Desde luego que jamás me gustó regresar a clases: en la primaria, conforme iban escurriéndose los últimos días de las vacaciones, debía arreglármelas para encontrar la resignación necesaria y calmar la sensación de injusticia que representaba la vuelta al uniforme, a la ceremonia incomprensible de saludar a la bandera y luego desfilar al salón nuevo al son de «La marcha de Zacatecas». No lo conseguía, y llegado el momento verificaba con fastidio y melancolía que aquello era apenas la reanudación de una rutina tediosa y carente de atractivos. Pasaban las primeras jornadas así, hasta que, ¡milagro!, algo maravilloso ocurría —algo que, en mi muina, había olvidado siempre prever que ocurriría— y, entonces sí, podía saberme al borde de una emoción que lo justificaba todo: repartían los libros de texto gratuitos.
«Así como es bonito tener un libro nuevo, también lo es guardar muy cuidadosamente los libros de los años anteriores, tenerlos ahí, en la repisa, saber que están siempre dispuestos a acompañarnos», se lee en la presentación que Gonzalo Celorio escribió para uno de esos volúmenes («Mi libro de ejercicios y lecturas de cuarto año», según lo demuestra una página escaneada y publicada en el blog librosdeprimaria80s.blogspot.mx ). Es uno de los misterios más impenetrables y más deplorables de mi infancia: no tengo la más remota idea de qué pudo haber sido de los libros que la Secretaría de Educación Pública me confió —recuerdo haber entendido de algún modo que no te los obsequiaban, sino que te los entregaban para su custodia: quizás traían una leyenda como «Este libro es propiedad de la Nación». Sí conservo otros de ese tiempo remoto, incluido Mis primeras letras, con el que aprendí a leer, pero aquellos volúmenes de papel revolución, impresos a color y forrados siempre con los plásticos a medida que había que comprar al surtir la lista de los útiles escolares se desvanecieron sin dejar rastro. ¿Nos hacían devolverlos? No lo creo. ¿Salieron de casa en alguna campaña de erradicación de tiliches? Si así fue, ¿por qué no se fueron los demás? Les volví la espalda.
En todo caso, especialmente los
de Español y de Ciencias Sociales me habrán dejado algunos vestigios
imborrables: historias cuyo recuerdo seguramente comparto con quienes
también hallaron formas incesantes de azoro en las adaptaciones de
literatura universal que firmaba Armida de la Vara, o las ilustraciones
que las acompañaban (cómo me gustaría saber a quiénes habría que
agradecérselas).

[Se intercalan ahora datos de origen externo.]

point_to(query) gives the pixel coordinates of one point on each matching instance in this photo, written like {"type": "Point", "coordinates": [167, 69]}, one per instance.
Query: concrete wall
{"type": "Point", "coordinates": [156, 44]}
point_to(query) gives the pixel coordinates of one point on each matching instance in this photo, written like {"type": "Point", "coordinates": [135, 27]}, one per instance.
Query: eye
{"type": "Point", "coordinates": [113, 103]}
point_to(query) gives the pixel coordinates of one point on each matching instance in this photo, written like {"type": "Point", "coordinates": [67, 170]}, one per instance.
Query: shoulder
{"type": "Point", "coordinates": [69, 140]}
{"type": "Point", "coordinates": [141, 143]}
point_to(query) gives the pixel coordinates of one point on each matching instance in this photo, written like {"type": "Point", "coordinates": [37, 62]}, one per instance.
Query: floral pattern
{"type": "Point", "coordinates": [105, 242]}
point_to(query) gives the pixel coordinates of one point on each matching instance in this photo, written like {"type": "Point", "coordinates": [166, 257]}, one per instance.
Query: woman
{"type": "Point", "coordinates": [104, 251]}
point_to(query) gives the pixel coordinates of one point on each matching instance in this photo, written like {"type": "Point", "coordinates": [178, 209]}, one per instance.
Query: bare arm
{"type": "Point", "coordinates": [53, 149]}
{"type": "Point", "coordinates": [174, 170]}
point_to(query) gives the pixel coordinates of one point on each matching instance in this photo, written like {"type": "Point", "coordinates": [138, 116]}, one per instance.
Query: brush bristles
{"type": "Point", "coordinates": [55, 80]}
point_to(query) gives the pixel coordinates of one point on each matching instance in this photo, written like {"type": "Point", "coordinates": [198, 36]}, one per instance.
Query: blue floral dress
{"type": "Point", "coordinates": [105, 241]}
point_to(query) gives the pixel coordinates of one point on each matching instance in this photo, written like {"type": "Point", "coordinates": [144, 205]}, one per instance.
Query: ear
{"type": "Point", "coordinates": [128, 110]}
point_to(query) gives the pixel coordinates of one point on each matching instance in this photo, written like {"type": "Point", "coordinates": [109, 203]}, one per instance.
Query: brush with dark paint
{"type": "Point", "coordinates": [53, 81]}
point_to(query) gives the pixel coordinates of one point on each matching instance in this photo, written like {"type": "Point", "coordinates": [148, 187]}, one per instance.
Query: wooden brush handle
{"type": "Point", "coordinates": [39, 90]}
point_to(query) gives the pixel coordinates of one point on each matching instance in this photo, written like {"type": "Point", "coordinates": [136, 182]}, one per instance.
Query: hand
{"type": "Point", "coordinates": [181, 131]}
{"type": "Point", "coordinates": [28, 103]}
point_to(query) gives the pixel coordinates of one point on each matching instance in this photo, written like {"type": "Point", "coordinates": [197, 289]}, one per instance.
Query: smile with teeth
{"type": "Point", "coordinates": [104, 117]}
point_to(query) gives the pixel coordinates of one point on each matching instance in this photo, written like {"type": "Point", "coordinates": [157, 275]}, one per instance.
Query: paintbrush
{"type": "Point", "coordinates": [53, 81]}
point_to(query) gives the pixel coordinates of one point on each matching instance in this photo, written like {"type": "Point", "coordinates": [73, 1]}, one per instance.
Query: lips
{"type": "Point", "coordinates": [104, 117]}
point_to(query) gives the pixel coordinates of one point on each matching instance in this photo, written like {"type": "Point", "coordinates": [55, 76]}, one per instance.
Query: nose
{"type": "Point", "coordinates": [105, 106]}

Formas de la felicidad que al principio eran
descubrimientos y mientras avanzaba el año se volvían costumbre y
compañía entrañable. Eran auténticos tesoros: bellísimos y
divertidísimos. Pero desaparecieron. Y con ellos, en mis anotaciones y
en mis respuestas a los ejercicios, en mi nombre escrito en la segunda
de forros, en las impresiones que promovieron en mi imaginación, también
desaparecí yo. ¿A dónde habremos ido a parar?
Publicado en la columna «La menor importancia», en Mural, el jueves 23 de agosto de 2012.